Rabu, 09 Mei 2012

BUKAN AKU LAGI

"namun aku hidup, tetapi bukan lagi aku sendiri yang hidup, melainkan Kristus yang hidup di dalam aku. Dan hidupku yang kuhidupi sekarang di dalam daging, adalah hidup oleh iman dalam Anak Allah yang telah mengasihi aku dan menyerahkan diri-Nya untuk aku"    (Galatia 2:20)
"Hendaklah kamu dalam hidupmu bersama, menaruh pikiran dan perasaan yang terdapat juga dalam Kristus Yesus, yang walaupun dalam rupa Allah, tidak menganggap kesetaraan dengan Allah itu sebagai milik yang harus dipertahankan, melainkan telah mengosongkan diri-Nya sendiri, dan mengambil rupa seorang hamba, dan menjadi sama dengan manusia. Dan dalam keadaan sebagai manusia, Ia telah merendahkan diri-Nya dan taat sampai mati, bahkan sampai mati di kayu salib. (Filipi 2 : 5-8)

Setelah merenungkan ayatnya, dijelaskan saat PA (Pendalaman Alkitab), dan juga denger khotbah tentang ayat2 di atas, gw makin menyadari bahwa hidup ini BUKANLAH LAGI TENTANG KITA, tetapi SEMUANYA TENTANG ALLAH.

Mengosongkan diri artinya membuang keinginan-keinginan pribadi, cita-cita pribadi, dan standard-standard pribadi yang tidak berasal dari Bapa. Kita harus mengosongkannya, untuk kemudian dipenuhi oleh keinginan-keinginan, cita-cita, dan standard-standard yang berasal dari Bapa. 

Rancangan-Nya melebihi rancangan-rancangan kita. Cita-cita yang berasal dari Bapa, standard-standard yang ditetapkan oleh Bapa PASTI lebih baik dan lebih mulia daripada apa yang kita bayangkan. Hanya seringkali jika kita berasa rancangan kita itu baik, kita sulit melepaskannya. 

Mungkin A memiliki cita-cita sebagai dokter, dia ingin menjadi dokter yang ditempatkan di daerah pedalaman untuk menolong orang-orang miskin.

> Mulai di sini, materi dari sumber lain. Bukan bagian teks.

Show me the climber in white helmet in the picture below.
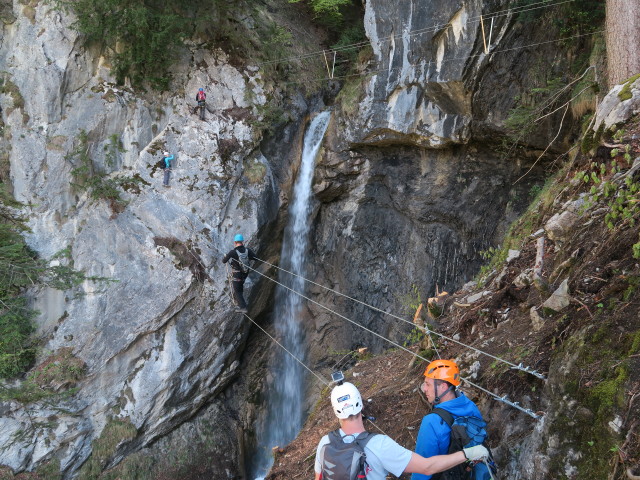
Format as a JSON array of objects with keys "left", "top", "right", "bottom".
[{"left": 315, "top": 372, "right": 489, "bottom": 480}]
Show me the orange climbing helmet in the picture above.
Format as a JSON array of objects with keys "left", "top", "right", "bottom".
[{"left": 424, "top": 360, "right": 460, "bottom": 387}]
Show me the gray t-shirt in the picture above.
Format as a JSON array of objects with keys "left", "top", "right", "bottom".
[{"left": 315, "top": 429, "right": 412, "bottom": 480}]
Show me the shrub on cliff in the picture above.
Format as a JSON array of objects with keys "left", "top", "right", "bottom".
[{"left": 0, "top": 188, "right": 99, "bottom": 378}]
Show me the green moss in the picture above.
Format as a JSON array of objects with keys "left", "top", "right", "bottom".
[
  {"left": 588, "top": 365, "right": 629, "bottom": 413},
  {"left": 244, "top": 159, "right": 267, "bottom": 183},
  {"left": 0, "top": 79, "right": 24, "bottom": 114},
  {"left": 580, "top": 123, "right": 604, "bottom": 154},
  {"left": 629, "top": 330, "right": 640, "bottom": 355},
  {"left": 618, "top": 73, "right": 640, "bottom": 102}
]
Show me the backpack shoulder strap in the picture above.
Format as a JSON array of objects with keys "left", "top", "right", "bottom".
[
  {"left": 431, "top": 408, "right": 453, "bottom": 427},
  {"left": 356, "top": 432, "right": 377, "bottom": 450}
]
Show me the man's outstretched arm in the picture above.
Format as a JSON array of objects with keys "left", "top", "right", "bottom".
[{"left": 404, "top": 445, "right": 489, "bottom": 475}]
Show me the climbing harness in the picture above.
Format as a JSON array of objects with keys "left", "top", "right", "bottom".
[{"left": 235, "top": 247, "right": 249, "bottom": 273}]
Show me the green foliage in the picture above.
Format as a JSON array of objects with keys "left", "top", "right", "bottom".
[
  {"left": 398, "top": 284, "right": 422, "bottom": 315},
  {"left": 0, "top": 184, "right": 105, "bottom": 378},
  {"left": 65, "top": 130, "right": 144, "bottom": 213},
  {"left": 404, "top": 327, "right": 425, "bottom": 347},
  {"left": 331, "top": 22, "right": 370, "bottom": 76},
  {"left": 289, "top": 0, "right": 351, "bottom": 20},
  {"left": 57, "top": 0, "right": 188, "bottom": 90},
  {"left": 574, "top": 152, "right": 640, "bottom": 238},
  {"left": 512, "top": 0, "right": 605, "bottom": 38},
  {"left": 504, "top": 78, "right": 565, "bottom": 140}
]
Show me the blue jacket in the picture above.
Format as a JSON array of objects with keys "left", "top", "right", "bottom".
[{"left": 411, "top": 392, "right": 482, "bottom": 480}]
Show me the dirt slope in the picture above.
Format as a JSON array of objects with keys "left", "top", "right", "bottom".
[{"left": 267, "top": 116, "right": 640, "bottom": 480}]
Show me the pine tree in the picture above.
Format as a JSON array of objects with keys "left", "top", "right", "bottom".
[{"left": 606, "top": 0, "right": 640, "bottom": 86}]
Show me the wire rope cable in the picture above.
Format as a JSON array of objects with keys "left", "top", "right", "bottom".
[
  {"left": 243, "top": 313, "right": 330, "bottom": 387},
  {"left": 256, "top": 0, "right": 576, "bottom": 67},
  {"left": 249, "top": 259, "right": 540, "bottom": 419},
  {"left": 255, "top": 258, "right": 545, "bottom": 380}
]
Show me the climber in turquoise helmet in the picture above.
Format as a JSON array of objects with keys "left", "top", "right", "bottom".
[{"left": 222, "top": 233, "right": 258, "bottom": 313}]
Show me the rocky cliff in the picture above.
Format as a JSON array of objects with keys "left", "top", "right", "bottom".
[{"left": 0, "top": 0, "right": 612, "bottom": 478}]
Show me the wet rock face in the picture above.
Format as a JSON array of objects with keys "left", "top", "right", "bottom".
[
  {"left": 309, "top": 141, "right": 538, "bottom": 359},
  {"left": 349, "top": 0, "right": 482, "bottom": 148},
  {"left": 0, "top": 0, "right": 279, "bottom": 478}
]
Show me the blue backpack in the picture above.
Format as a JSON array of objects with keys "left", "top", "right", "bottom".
[{"left": 431, "top": 408, "right": 498, "bottom": 480}]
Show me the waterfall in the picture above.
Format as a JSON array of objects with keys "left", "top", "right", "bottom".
[{"left": 250, "top": 111, "right": 331, "bottom": 480}]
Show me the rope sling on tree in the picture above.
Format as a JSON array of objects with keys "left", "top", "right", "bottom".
[{"left": 240, "top": 258, "right": 544, "bottom": 419}]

Apakah cita-cita itu baik? Baik dan mulia. Tapi apakah itu yang terbaik? Apakah itu yang menjadi cita-cita Allah untuk dikerjakan oleh A?

B memiliki cita-cita sebagai pebisnis, keuntungan yang dia peroleh dia ingin sumbangkan untuk membangun panti asuhan, panti jompo, dan sekolah bagi anak tidak mampu. Apakah itu baik? Baik dan mulia. Tapi apakah itu yang terbaik? Apakah itu yang menjadi cita-cita Allah untuk dikerjakan oleh B?

A dan B memegang mimpi mereka erat-erat, tetapi jika Tuhan berkata tidak untuk mimpi mereka apa yang mereka harus lakukan?

Di sini bukan berarti A tidak mungkin menjadi dokter, karena mungkin saja memang Tuhan ingin A menjadi dokter, begitu juga dengan B. Tapi pertanyaannya adalah bagaimana jika mimpi Tuhan buat kita berbeda dengan mimpi kita sendiri? Mana yang harus kita pilih? Mimpi Tuhan tentunya. Tentunya sulit membuang mimpi yang dari dulu kita bangun dengan indah. Disinilah kita harus mengosongkan diri, dan menjadikan mimpi Allah untuk kita menjadi mimpi kita sendiri.

Panggilan Hidup berbicara tentang sesuatu yang secara khusus dan spesifik untuk kita, di mana Tuhan memanggil kita di area itu, dan tidak ada yang menjadi lebih efektif dalam mengerjakannya selain kita. Tetapi lebih dari itu, panggilan hidup adalah bagaimana kita membuang semua "keakuan" kita (mimpi saya, keinginan saya, cita-cita saya) dan digantikan dengan mimpi, keinginan, cita-cita Allah Bapa buat kita.

Pray :
Tuhan ini hidupku, kupersembahkan untuk-Mu
Seluruh tubuh, jiwa, roh, pikiran, dan hatiku kuserahkan pada-Mu
Seluruh cita-cita, masa depanku menjadi milik-Mu

Apa yang Allah pikirkan, itulah yang mau aku pikirkan
Apa yang Allah rasakan, itulah yang mau aku rasakan

Bapa, aku mau cita-cita-Mu lah yang kini menjadi cita-citaku
Apa yang Kau inginkan, itulah juga yang aku inginkan
Apa yang menjadi kerinduan-Mu, itulah juga yang menjadi kerinduanku
Benar Bapa, karena hidupku seluruh-Nya adalah tentang Engkau
Biarlah nama-Mu yang dimuliakan sampai selama-lamanya.